Qualitative Research: 3 Practical Tips on What to use When
This article is for people who want to use re-emerging qualitative research techniques like individual interviews, focus groups and online communities but who lack the experience to know what technique to use when.
The 3 Things to Consider
To choose the method, first identify what you want to find out
- Behaviour - what people do?
- Psychology - what people think or feel, what motivates them or demotivates them?
- Culture and society - how concepts and ideas are expressed and how this is changing, how topics are debated and discussed.
1. Researching behaviour
If you want to find out about customer or user behaviour, you need to conduct some form of ethnography. In commercial research (rather than in anthropology), ‘ethnography’ usually means observing people directly as they are doing whatever it is you are interested in. Conversation will also be part of this.
Observation should be ‘in the wild’, i.e where people usually are when they use this product or service. If the product or service is used by people on their own, observe people using it on their own. If interaction with others or with specific places or objects is a key part of this product or service, make sure you observe in those contexts.
Ask yourself: do I have the right skills for this?
To do ethnography well you need to be a good and patient impartial observer and to be able to put people at their ease. If this is not your skill set, ask a professional to do this for you.
2. Researching psychology
If you want to know what people think or feel, or to find out what motivates people, then you will need to interview them, whether that means in person or online.
The method to use depends on three things: what you want to know, who you want to know it from and what kind of material you have to research or test.
What you want to know:
- Do you need to learn a lot from a single individual? Then interview them on their own.
- Do you want to know what the spread and diversity of ideas is? Then interview a group of people and allow them to share their ideas and opinions.
- Do you think it will help people to talk about something if they have other people to chat to? Then interview more than one person at a time. If the presence of other people will hinder them, interview them on their own.
Who you want to know it from:
- Can you get all the relevant people in the same physical location at the same time? If not, face to face groups are not an option. Consider online groups or an online community, or an individual interview.
- Can the moderator or interviewer be in the same place as the participants? If not, consider depth interviews or focus groups by webcam.
- If the product or service is used by people on their own, you can interview them on their own but if interaction with others (such as colleagues or family) is important then include them too.
How much material you have:
- Do you have a single topic - for example one prototype, or one ad to test? If that is the case, individual interviews are almost always the best option. Groups and communities are best when there are more topics to explore or discuss.

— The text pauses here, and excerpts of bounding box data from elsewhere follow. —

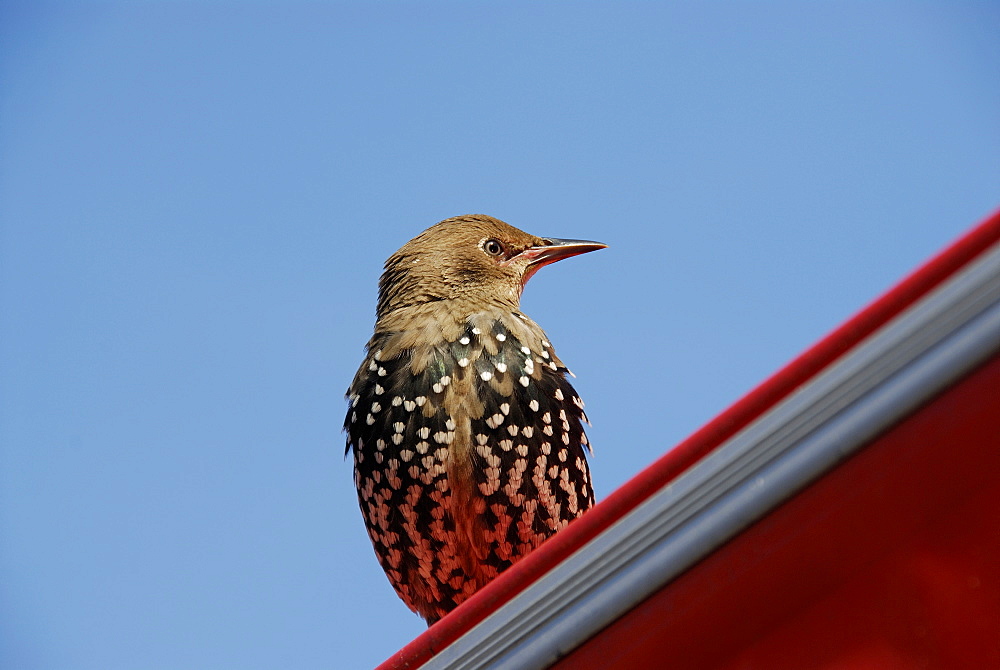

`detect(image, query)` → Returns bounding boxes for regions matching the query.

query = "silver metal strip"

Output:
[423,244,1000,670]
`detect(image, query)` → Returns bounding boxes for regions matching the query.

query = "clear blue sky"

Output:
[0,0,1000,670]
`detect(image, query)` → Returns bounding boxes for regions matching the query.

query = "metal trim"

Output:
[423,243,1000,670]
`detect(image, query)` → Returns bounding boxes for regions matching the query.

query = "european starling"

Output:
[344,215,606,624]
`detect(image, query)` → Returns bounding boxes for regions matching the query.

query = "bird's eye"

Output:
[483,239,503,256]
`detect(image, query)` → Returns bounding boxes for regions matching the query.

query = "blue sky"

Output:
[0,0,1000,669]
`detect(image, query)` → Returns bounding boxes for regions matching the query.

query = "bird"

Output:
[344,214,607,626]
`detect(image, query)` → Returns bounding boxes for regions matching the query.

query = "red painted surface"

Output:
[379,212,1000,670]
[554,356,1000,670]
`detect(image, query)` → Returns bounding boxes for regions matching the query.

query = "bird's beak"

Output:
[518,237,608,283]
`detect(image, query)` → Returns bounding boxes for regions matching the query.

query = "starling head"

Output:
[377,214,607,319]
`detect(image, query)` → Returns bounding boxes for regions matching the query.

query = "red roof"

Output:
[380,207,1000,669]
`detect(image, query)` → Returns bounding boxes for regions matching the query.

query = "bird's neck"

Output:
[369,301,549,368]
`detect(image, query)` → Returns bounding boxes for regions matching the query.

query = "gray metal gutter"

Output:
[423,239,1000,670]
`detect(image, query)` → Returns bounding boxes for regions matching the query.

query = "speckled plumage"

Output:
[345,215,603,623]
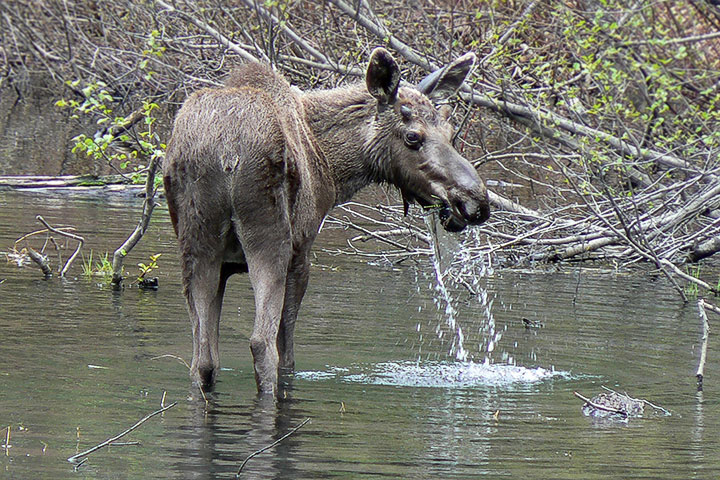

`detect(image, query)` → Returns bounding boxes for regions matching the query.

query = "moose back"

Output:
[163,48,490,393]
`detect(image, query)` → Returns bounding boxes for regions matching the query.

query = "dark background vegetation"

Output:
[0,0,720,295]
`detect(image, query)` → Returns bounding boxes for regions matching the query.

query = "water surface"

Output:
[0,191,720,479]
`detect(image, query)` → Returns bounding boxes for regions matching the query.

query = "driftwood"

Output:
[68,402,177,466]
[0,175,132,188]
[235,417,310,478]
[695,298,710,391]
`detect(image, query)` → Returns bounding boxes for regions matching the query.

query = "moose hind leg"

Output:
[247,242,290,393]
[277,248,310,370]
[185,262,226,390]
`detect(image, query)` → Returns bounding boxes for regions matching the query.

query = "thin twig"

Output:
[35,215,85,277]
[695,298,710,391]
[235,417,310,478]
[68,402,177,464]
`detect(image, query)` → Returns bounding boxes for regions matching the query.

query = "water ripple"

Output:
[296,362,570,388]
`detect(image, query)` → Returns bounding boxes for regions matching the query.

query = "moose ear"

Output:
[416,52,476,102]
[365,48,400,105]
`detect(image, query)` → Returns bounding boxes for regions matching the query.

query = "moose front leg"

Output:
[277,249,310,370]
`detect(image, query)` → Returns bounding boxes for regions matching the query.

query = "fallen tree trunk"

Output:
[0,175,132,188]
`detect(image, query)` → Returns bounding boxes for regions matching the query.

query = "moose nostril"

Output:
[452,198,490,225]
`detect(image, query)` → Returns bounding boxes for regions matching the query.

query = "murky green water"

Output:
[0,188,720,479]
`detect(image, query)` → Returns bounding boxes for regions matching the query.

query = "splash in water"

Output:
[295,361,569,388]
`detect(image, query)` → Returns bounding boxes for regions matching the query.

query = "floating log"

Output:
[0,175,132,188]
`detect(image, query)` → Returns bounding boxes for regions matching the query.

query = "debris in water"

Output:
[573,387,670,422]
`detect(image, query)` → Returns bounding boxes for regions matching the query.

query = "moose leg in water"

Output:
[277,248,310,370]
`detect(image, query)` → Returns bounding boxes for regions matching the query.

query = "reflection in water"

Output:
[0,192,720,480]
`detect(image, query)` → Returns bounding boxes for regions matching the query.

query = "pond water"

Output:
[0,191,720,479]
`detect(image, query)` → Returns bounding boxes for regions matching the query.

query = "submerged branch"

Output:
[235,417,310,478]
[695,298,710,391]
[68,402,177,465]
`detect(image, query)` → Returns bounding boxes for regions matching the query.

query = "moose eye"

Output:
[405,132,423,150]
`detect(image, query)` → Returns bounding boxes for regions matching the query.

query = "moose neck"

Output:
[303,84,389,205]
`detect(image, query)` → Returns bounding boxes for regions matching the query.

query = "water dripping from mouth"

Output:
[425,215,502,362]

- Do you have a broad range of topics? You want to explore the product, the pack, the advertising, competitive advertising and more? Consider online communities for say 3 or 4 days, with one topic per day (but your topic has to be interesting enough for people to want to log on for half an hour every day for several days.)

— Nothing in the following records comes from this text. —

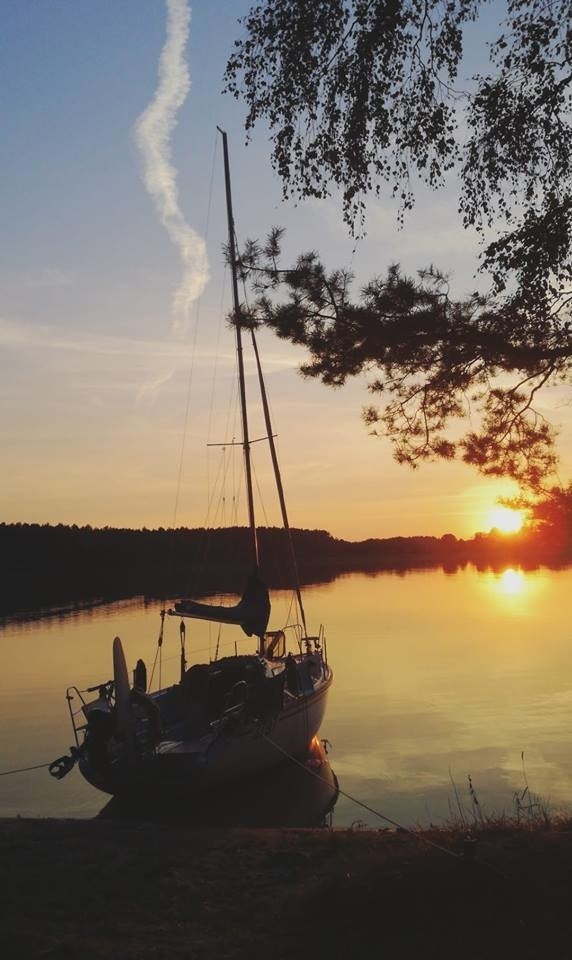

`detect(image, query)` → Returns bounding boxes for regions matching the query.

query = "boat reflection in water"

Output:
[98,737,338,827]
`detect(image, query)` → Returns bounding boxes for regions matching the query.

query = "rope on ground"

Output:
[262,733,462,860]
[0,760,51,777]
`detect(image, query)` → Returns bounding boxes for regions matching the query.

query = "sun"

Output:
[487,507,524,533]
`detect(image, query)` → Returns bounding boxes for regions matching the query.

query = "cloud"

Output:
[0,316,297,372]
[135,0,209,332]
[23,267,73,289]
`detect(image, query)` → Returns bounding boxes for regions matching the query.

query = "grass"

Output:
[0,808,572,960]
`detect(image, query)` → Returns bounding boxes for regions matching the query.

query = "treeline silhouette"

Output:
[0,523,572,615]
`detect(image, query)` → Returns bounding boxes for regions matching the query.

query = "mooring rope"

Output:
[0,760,52,777]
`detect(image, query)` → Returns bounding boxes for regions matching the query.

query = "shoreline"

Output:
[4,819,572,960]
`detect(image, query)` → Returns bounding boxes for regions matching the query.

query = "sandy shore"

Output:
[4,820,572,960]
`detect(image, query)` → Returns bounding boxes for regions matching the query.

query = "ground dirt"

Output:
[4,820,572,960]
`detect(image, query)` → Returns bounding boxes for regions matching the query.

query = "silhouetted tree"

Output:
[226,0,572,486]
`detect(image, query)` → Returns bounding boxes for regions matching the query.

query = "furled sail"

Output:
[175,572,270,637]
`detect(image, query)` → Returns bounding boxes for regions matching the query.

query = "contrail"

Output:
[135,0,209,331]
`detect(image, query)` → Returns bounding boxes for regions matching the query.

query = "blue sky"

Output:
[0,0,570,539]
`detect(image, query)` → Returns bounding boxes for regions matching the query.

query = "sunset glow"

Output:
[487,507,524,533]
[499,567,525,596]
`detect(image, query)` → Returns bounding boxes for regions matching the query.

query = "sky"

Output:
[0,0,572,540]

The skills you need for any form of interviewing are:
The ability to craft the right question in the right way; the ability to listen; and an understanding of the logistics involved. If these are not in your skill set, ask a professional.
3. Culture and society
Let’s say that you want to know how people’s ideas of ‘freshness’ are changing or how a concept like ‘the right to privacy’ is being debated and discussed. These are cultural issues, so you need to use cultural analysis methods. There are two of these:
- Semiotics: use semiotics to analyse how concepts and ideas are expressed visually and through sound. Semiotics comprises a range of analytical techniques which can be used on such things as advertising, websites, packaging, books, movies and TV shows.
- Discourse analysis: use discourse analysis to analyse spoken or written language. Use it to analyse how ideas are expressed in corporate communications and print media for example.
The skills you need:
These are specialist topics. Contact a professional.